There are times where speaking calmly and meticulously will not match reality.
And Vogel wanted the audience to consider not just how characters speak but also why they speak that way.
“You have to create all of the world with words,” she says. “Language is actually what comes out of the character’s mouths. Whose language is it? Is it coming from the character? Or is it coming from you as the writer? If you stop and think for a moment, ‘I want this character to talk the way my mother did,’ that’s not your language. You kind of summoned it.”
Putting a finer point on it, Vogel said that the way a character speaks is not static; it is situational, and in some instances it makes perfect sense that they don’t sound polished.
“You’ve got an incredible spectrum of where and when the emotion overtakes or inability when we’re in another country,” she says. “When people are here, and they’re speaking emotionally or eloquently, it doesn’t matter — and in fact it might be wrong — to have the pronouns match. It’s all correct. There’s nothing wrong or anything preferred about either category.”
Vogel also touched on other elements before she came to the writing exercise she wanted the audience to attempt.
Her concept — the bake-off — is defined on her website, PaulaVogelPlaywright.com, as a quickly written exercise with assigned themes and elements that can be completed in 48 hours. She chose John Ringling because of his prominence in Sarasota, and then she invited the audience to again brainstorm elements that they might find in a circus.

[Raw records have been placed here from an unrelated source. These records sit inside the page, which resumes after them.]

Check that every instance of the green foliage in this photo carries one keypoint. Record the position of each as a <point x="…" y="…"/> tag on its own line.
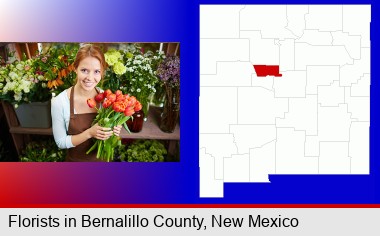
<point x="43" y="151"/>
<point x="3" y="151"/>
<point x="143" y="151"/>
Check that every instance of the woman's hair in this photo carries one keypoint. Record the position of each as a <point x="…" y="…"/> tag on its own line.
<point x="92" y="51"/>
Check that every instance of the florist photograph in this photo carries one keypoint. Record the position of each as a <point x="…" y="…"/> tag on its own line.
<point x="90" y="102"/>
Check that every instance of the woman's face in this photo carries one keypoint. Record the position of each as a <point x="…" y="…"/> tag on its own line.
<point x="89" y="73"/>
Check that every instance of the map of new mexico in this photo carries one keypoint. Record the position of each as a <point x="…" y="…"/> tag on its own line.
<point x="284" y="89"/>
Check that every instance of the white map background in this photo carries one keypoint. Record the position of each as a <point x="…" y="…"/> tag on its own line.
<point x="313" y="120"/>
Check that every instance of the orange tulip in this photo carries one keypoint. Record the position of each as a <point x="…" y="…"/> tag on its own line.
<point x="107" y="103"/>
<point x="138" y="106"/>
<point x="112" y="97"/>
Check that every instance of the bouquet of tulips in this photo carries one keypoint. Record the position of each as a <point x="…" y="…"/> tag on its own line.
<point x="116" y="108"/>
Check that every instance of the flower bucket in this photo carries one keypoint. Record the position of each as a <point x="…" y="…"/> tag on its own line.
<point x="34" y="115"/>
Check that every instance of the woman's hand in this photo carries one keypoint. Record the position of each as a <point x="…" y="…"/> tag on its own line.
<point x="99" y="132"/>
<point x="117" y="130"/>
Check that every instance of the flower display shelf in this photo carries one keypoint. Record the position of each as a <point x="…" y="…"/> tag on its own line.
<point x="150" y="129"/>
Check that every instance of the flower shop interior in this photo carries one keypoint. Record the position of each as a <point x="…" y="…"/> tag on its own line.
<point x="31" y="74"/>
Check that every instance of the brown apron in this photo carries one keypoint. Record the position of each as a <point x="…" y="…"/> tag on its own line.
<point x="77" y="124"/>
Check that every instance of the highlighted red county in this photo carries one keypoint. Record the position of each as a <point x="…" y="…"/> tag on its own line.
<point x="267" y="70"/>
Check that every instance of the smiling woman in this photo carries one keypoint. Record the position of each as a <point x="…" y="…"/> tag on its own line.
<point x="72" y="117"/>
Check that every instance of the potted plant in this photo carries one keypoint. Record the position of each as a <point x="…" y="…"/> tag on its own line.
<point x="29" y="84"/>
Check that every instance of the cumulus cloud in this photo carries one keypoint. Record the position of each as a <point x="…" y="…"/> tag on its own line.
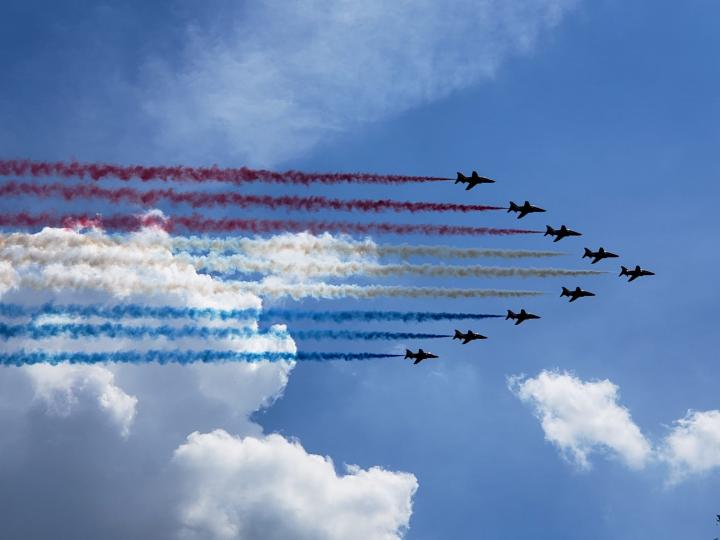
<point x="693" y="445"/>
<point x="272" y="488"/>
<point x="579" y="417"/>
<point x="62" y="386"/>
<point x="289" y="74"/>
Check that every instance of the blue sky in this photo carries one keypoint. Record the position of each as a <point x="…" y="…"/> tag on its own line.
<point x="608" y="119"/>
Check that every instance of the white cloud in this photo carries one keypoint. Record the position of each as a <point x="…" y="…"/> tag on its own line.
<point x="291" y="73"/>
<point x="271" y="488"/>
<point x="62" y="387"/>
<point x="579" y="417"/>
<point x="693" y="446"/>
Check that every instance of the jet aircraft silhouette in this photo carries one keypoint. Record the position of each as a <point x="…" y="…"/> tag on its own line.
<point x="467" y="338"/>
<point x="524" y="209"/>
<point x="636" y="273"/>
<point x="577" y="293"/>
<point x="418" y="356"/>
<point x="520" y="317"/>
<point x="598" y="255"/>
<point x="473" y="181"/>
<point x="560" y="233"/>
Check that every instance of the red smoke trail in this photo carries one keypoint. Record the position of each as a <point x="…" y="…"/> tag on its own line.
<point x="98" y="171"/>
<point x="199" y="199"/>
<point x="257" y="226"/>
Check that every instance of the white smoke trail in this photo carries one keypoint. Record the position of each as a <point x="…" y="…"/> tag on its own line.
<point x="100" y="252"/>
<point x="308" y="244"/>
<point x="116" y="279"/>
<point x="239" y="263"/>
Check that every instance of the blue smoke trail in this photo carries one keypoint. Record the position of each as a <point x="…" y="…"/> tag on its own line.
<point x="140" y="311"/>
<point x="370" y="316"/>
<point x="134" y="311"/>
<point x="352" y="334"/>
<point x="176" y="357"/>
<point x="76" y="331"/>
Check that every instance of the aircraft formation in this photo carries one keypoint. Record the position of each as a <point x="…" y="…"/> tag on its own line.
<point x="558" y="234"/>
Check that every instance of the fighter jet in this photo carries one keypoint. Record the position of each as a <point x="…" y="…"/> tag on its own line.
<point x="467" y="338"/>
<point x="520" y="317"/>
<point x="598" y="255"/>
<point x="524" y="209"/>
<point x="636" y="273"/>
<point x="577" y="293"/>
<point x="418" y="356"/>
<point x="561" y="233"/>
<point x="473" y="181"/>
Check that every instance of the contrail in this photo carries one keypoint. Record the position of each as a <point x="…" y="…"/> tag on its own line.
<point x="77" y="331"/>
<point x="176" y="357"/>
<point x="203" y="199"/>
<point x="197" y="223"/>
<point x="64" y="278"/>
<point x="241" y="264"/>
<point x="309" y="245"/>
<point x="137" y="311"/>
<point x="302" y="243"/>
<point x="353" y="335"/>
<point x="122" y="311"/>
<point x="242" y="175"/>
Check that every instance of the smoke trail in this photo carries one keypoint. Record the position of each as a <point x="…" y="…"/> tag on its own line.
<point x="372" y="316"/>
<point x="176" y="357"/>
<point x="241" y="264"/>
<point x="234" y="264"/>
<point x="324" y="290"/>
<point x="77" y="331"/>
<point x="352" y="335"/>
<point x="131" y="311"/>
<point x="198" y="223"/>
<point x="137" y="311"/>
<point x="301" y="243"/>
<point x="309" y="245"/>
<point x="99" y="171"/>
<point x="64" y="277"/>
<point x="201" y="199"/>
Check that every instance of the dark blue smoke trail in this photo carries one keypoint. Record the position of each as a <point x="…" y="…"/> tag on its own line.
<point x="176" y="357"/>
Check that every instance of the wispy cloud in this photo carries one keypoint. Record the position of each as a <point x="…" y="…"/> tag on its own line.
<point x="289" y="74"/>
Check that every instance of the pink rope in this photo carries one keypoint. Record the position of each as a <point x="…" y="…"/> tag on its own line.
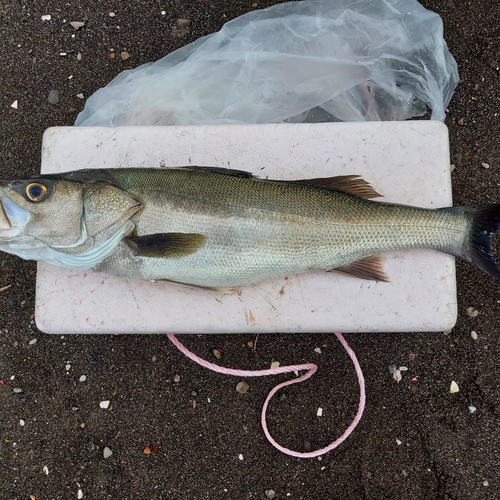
<point x="311" y="369"/>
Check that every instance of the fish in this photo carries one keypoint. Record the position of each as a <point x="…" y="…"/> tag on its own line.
<point x="218" y="228"/>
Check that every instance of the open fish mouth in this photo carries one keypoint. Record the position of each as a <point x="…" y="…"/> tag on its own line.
<point x="13" y="218"/>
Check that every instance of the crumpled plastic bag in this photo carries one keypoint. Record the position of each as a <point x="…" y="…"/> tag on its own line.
<point x="307" y="61"/>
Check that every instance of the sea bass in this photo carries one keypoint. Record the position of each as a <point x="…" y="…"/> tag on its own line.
<point x="217" y="228"/>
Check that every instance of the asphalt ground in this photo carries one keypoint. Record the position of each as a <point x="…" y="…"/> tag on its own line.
<point x="415" y="441"/>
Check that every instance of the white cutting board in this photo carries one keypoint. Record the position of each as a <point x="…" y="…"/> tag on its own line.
<point x="408" y="162"/>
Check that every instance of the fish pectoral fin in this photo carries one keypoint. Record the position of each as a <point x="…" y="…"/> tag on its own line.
<point x="369" y="268"/>
<point x="163" y="245"/>
<point x="350" y="184"/>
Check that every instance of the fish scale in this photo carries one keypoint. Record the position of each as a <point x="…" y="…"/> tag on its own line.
<point x="215" y="228"/>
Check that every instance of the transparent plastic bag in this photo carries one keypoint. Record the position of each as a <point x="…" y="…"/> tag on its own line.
<point x="324" y="60"/>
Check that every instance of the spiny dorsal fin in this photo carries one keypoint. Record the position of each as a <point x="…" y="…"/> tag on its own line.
<point x="350" y="184"/>
<point x="369" y="268"/>
<point x="164" y="245"/>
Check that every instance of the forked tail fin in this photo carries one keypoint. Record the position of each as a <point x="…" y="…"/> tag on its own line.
<point x="484" y="222"/>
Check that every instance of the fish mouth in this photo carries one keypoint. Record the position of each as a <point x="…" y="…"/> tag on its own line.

One by one, the voices started firing back examples ranging from aerialists all the way to sawdust on the floor.
Vogel broke them up into categories, and she told the audience to choose three from each list. She also assigned a few mandatory items to be included in the tale.
But the point of the exercise, says Vogel, is to take it wherever the writer wanted to within the given structure.
“You can put anything in it. Anything you see. Anything you want,” Vogel says of the ingredients. "Whatever gets in, great. Whatever you want to put in, great. But 48 hours.”
Vogel, wrapping up her presentation, told the audience of an expression by famed acting coach Stella Adler that sums up the necessary requirements to pursue a life in the arts. Adler said there are three things people need in life.
“She says you need the tenacity of a bulldog," says Vogel. "You need the hide of a rhinoceros, and you need a good home to come home to. What I want to say — particularly to the younger people — in order to write, you must feel love. You need a good home to come home to. Please find communities and friends and circles where your lives and your loves are respected.”
Vogel opened the floor to questions, and she was asked if she had a favorite play in her catalogue. Vogel shared that her favorite is “The Baltimore Waltz,” completed in 1992. Moments later, she was asked what she is most excited or afraid to write, and she mentioned the work that she has been writing during her Hermitage residency.
“It’s an interesting paradox that we need to appreciate nature and beauty in order to have a kind of inner journey into pain and come out on the other side,” says Vogel.
“I have to be very careful right now in what I write because there are so many wonderful ideas. But you know the clock is ticking for me. I hope you write everything that you love, that makes you laugh, that you fear. Only good can come from it.”